Atualmente existem apenas 1.500 veículos elétricos em Singapura, mas 2.000 postos de carregamento, com o Governo a planear construir mais 60 mil, até 2030 – 40 mil em lugares de estacionamentos públicos e 20 mil em instalações privadas. Para promover este plano o Governo irá ainda oferecer financiamento de construção a condomínios privados que queiram instalar postos de carregamento, cobrindo metade dos custos da instalação dos novos componentes necessários. De acordo com a informação publicada pela Direção dos Serviços de Proteção Ambiental de Macau, a 31 de agosto de 2021, a cidade contava com 1.989 veículos elétricos, dos quais 1.489 eram motociclos. Contudo, a cidade conta apenas com 200 postos de carregamento para motociclos; ou seja, cada espaço tem de ser partilhado por mais ou menos 7 utilizadores. O modelo Tesla 3, por exemplo, necessita de cerca de 6 horas de carregamento, ou uma hora no modo supercharging, fazendo com que 200 estações de carregamento sejam suficientes para dar resposta aos utilizadores. No entanto, visto que as estações não estão todas centralizadas, e com a maioria dos residentes a carregar os seus veículos à noite, as filas acabam por ser uma ocorrência diária. Vários fabricantes como a Tesla e a NIO possuem ainda as suas próprias estações de carregamento; porém, a maioria encontra-se em parques de estacionamento de hotéis. Pelo contrário, muitos postos de carregamento em locais públicos com espaços livres não possuem utilizadores para os mesmos.  

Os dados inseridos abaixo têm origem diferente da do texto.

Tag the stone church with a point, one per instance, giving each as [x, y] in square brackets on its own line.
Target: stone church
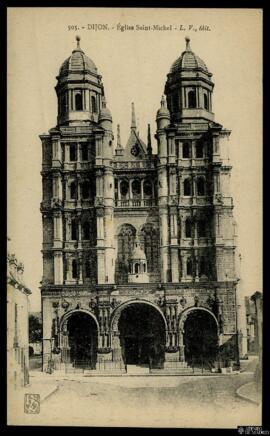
[138, 248]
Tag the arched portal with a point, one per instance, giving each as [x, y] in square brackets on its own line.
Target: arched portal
[81, 331]
[200, 336]
[142, 335]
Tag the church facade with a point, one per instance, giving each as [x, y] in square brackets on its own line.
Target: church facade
[138, 247]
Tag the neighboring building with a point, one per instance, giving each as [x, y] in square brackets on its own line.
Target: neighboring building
[254, 316]
[138, 248]
[17, 325]
[251, 326]
[35, 343]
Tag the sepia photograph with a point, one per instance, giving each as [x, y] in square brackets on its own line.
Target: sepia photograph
[134, 228]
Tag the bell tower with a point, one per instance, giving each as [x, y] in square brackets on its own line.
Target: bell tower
[79, 89]
[189, 88]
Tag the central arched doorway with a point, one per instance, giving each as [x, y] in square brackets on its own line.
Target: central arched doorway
[200, 337]
[82, 339]
[142, 335]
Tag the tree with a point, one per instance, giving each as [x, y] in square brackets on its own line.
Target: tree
[35, 329]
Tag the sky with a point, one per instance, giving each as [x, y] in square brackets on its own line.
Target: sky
[134, 65]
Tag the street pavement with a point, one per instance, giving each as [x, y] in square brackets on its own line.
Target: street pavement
[172, 401]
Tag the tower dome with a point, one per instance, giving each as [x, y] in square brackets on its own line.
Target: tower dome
[189, 61]
[189, 88]
[78, 61]
[79, 89]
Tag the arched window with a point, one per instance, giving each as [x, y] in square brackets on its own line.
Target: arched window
[205, 102]
[191, 99]
[201, 229]
[125, 246]
[175, 102]
[72, 152]
[147, 188]
[86, 230]
[188, 228]
[62, 104]
[189, 267]
[74, 269]
[187, 187]
[85, 187]
[84, 151]
[136, 188]
[90, 267]
[199, 150]
[93, 104]
[186, 150]
[149, 241]
[200, 186]
[72, 190]
[78, 102]
[87, 269]
[73, 230]
[124, 188]
[202, 267]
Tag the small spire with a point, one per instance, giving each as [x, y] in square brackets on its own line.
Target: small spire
[78, 38]
[163, 102]
[133, 118]
[103, 101]
[118, 137]
[149, 146]
[187, 38]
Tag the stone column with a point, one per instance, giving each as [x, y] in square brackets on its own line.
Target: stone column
[181, 345]
[164, 244]
[184, 266]
[80, 268]
[196, 258]
[118, 188]
[66, 157]
[79, 231]
[142, 195]
[58, 267]
[46, 332]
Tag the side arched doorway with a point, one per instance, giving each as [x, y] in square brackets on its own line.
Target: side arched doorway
[142, 335]
[81, 330]
[200, 337]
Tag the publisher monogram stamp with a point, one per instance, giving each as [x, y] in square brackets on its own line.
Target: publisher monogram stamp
[31, 403]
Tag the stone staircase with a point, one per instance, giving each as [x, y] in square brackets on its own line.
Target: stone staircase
[137, 369]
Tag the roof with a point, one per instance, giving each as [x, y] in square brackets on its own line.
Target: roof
[78, 61]
[188, 61]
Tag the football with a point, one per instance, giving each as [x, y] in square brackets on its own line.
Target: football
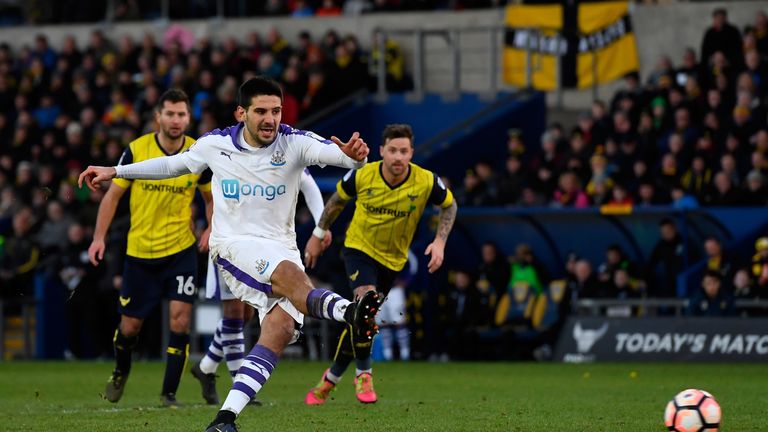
[692, 410]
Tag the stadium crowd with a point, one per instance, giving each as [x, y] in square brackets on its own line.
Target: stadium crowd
[689, 135]
[685, 136]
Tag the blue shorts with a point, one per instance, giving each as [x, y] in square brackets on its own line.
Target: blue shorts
[147, 281]
[364, 270]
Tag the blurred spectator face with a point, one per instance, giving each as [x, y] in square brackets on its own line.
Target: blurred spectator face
[396, 154]
[728, 163]
[755, 182]
[45, 177]
[712, 247]
[640, 169]
[741, 280]
[711, 285]
[676, 97]
[669, 163]
[23, 221]
[676, 143]
[173, 119]
[761, 141]
[705, 143]
[646, 122]
[621, 122]
[54, 212]
[619, 194]
[714, 98]
[758, 161]
[668, 231]
[598, 110]
[682, 118]
[569, 182]
[613, 256]
[698, 164]
[722, 182]
[24, 173]
[76, 233]
[462, 280]
[719, 61]
[744, 83]
[752, 60]
[719, 18]
[582, 270]
[689, 58]
[621, 278]
[484, 171]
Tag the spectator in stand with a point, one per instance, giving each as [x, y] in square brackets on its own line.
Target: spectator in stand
[670, 257]
[717, 259]
[756, 193]
[511, 183]
[724, 193]
[569, 193]
[760, 264]
[722, 37]
[615, 259]
[20, 257]
[712, 299]
[585, 283]
[493, 270]
[526, 269]
[697, 180]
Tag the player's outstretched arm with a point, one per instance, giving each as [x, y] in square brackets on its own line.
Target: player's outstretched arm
[94, 175]
[355, 148]
[316, 244]
[436, 249]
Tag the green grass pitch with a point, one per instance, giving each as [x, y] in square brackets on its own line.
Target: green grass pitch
[59, 396]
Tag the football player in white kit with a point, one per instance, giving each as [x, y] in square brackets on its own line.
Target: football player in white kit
[228, 343]
[257, 166]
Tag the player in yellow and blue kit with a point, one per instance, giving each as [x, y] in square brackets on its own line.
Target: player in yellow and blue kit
[391, 196]
[161, 260]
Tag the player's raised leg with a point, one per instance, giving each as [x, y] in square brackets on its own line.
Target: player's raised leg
[177, 351]
[126, 337]
[278, 329]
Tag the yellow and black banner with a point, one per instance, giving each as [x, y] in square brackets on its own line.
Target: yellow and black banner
[577, 33]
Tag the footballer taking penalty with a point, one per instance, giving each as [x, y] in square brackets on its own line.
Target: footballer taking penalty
[257, 166]
[391, 197]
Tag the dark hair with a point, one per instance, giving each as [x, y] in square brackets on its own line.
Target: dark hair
[667, 221]
[172, 95]
[258, 86]
[397, 131]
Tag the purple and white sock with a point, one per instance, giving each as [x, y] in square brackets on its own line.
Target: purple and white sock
[325, 304]
[215, 353]
[253, 374]
[233, 343]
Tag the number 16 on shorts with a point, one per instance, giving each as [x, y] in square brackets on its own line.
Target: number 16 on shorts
[186, 285]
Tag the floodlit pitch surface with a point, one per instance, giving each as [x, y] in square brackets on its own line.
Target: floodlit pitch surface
[417, 396]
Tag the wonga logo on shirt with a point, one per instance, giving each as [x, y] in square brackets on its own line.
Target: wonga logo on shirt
[232, 189]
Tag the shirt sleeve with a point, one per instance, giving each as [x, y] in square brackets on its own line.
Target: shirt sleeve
[440, 195]
[204, 182]
[125, 159]
[318, 151]
[346, 187]
[312, 195]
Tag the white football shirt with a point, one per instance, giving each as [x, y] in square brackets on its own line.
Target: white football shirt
[254, 189]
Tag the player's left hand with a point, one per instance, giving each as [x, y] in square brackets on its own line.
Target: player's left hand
[202, 244]
[436, 250]
[94, 175]
[355, 148]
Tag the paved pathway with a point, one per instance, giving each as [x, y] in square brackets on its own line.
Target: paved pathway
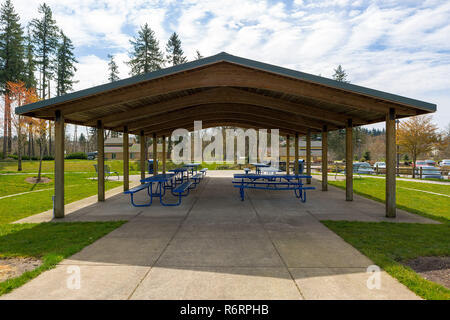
[215, 246]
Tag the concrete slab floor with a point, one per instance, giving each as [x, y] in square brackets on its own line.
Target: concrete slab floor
[214, 246]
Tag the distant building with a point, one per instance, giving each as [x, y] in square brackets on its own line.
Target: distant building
[114, 149]
[316, 150]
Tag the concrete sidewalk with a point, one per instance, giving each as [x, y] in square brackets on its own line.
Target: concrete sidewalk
[214, 246]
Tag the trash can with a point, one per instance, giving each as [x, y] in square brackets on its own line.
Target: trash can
[150, 166]
[301, 166]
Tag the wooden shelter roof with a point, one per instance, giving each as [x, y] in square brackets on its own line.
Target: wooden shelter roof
[224, 90]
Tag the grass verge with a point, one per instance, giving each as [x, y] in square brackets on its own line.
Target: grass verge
[425, 204]
[50, 242]
[77, 187]
[389, 244]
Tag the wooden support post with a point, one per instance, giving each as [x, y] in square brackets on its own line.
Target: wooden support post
[59, 166]
[296, 154]
[100, 161]
[390, 164]
[155, 155]
[126, 159]
[288, 146]
[349, 161]
[324, 158]
[164, 154]
[308, 155]
[143, 151]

É preciso considerar os hábitos dos utilizadores. Muitos dos condutores não abandonam o lugar imediatamente após o carregamento, causando ainda mais congestionamento dos postos já limitados da cidade. Para não falar dos parques de estacionamento com postos de carregamento estragados, que mesmo após serem reportados continuam por arranjar. Todos estes fatores afetam o desenvolvimento dos veículos elétricos. Por isso acredito que o atual sistema de parquímetros, ou até um sistema com escalões (com tarifas mais baixas para postos de carregamento, por exemplo) poderia ajudar a travar os problemas acima referidos.  

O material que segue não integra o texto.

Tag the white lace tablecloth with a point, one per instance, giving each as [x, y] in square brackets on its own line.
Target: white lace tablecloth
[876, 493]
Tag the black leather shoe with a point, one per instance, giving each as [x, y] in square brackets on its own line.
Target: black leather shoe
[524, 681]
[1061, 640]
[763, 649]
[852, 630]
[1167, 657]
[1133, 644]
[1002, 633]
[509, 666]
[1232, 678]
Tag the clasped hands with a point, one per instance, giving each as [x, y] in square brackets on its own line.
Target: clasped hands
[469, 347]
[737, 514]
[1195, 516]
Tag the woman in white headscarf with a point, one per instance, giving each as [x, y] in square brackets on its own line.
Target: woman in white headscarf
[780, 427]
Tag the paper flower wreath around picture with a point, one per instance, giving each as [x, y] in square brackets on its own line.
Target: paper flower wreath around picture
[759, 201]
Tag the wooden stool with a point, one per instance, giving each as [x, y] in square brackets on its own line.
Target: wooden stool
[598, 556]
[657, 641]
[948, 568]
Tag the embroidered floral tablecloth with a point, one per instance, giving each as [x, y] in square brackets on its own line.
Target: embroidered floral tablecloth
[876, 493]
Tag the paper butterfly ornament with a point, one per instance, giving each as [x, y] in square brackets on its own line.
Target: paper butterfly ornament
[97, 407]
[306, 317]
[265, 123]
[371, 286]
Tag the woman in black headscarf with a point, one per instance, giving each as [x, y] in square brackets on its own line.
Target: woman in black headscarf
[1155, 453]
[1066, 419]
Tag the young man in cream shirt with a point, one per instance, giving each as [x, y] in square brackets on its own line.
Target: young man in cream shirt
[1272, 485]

O governo de Singapura criou o Centro Nacional de Veículos Elétricos (NEVC, na sigla em inglês) para promoção dos benefícios destes veículos entre a população, incluindo o acelerar da implementação de estruturas de carregamento elétrico por todo o território, desenvolvimento da legislação e normas para a nova indústria e criação de um ecossistema favorável para os mesmos. O NEVC está a trabalhar em conjunto com vários departamentos governamentais e membros da indústria para lançar ainda atividades relacionadas com veículos elétricos no futuro. Esta decisão contribuiu para o desenvolvimento seguro e inovador da tecnologia.  

Do meu ponto de vista, Macau pode usar Singapura como referência e criar uma organização responsável por todos os trabalhos relacionados com veículos elétricos, o que também irá ajudar o público a ter acesso a um canal de informação uniforme e conveniente.  

Macau é um local pequeno, com uma das maiores densidades populacionais e de construção no mundo, contendo mais de 200 mil veículos num espaço de 33 quilómetros quadrados. A longo prazo o desenvolvimento destes veículos irá também ajudar a reduzir a poluição do ar e poluição sonora. A China tem também desenvolvido veículos elétricos ao longo dos últimos anos para criar um sistema de viagens mais conveniente. Resumindo, os benefícios do desenvolvimento desta indústria podem já ser claros, tanto a curto como a longo prazo, mas é essencial que cada governo assuma a liderança na sua promoção.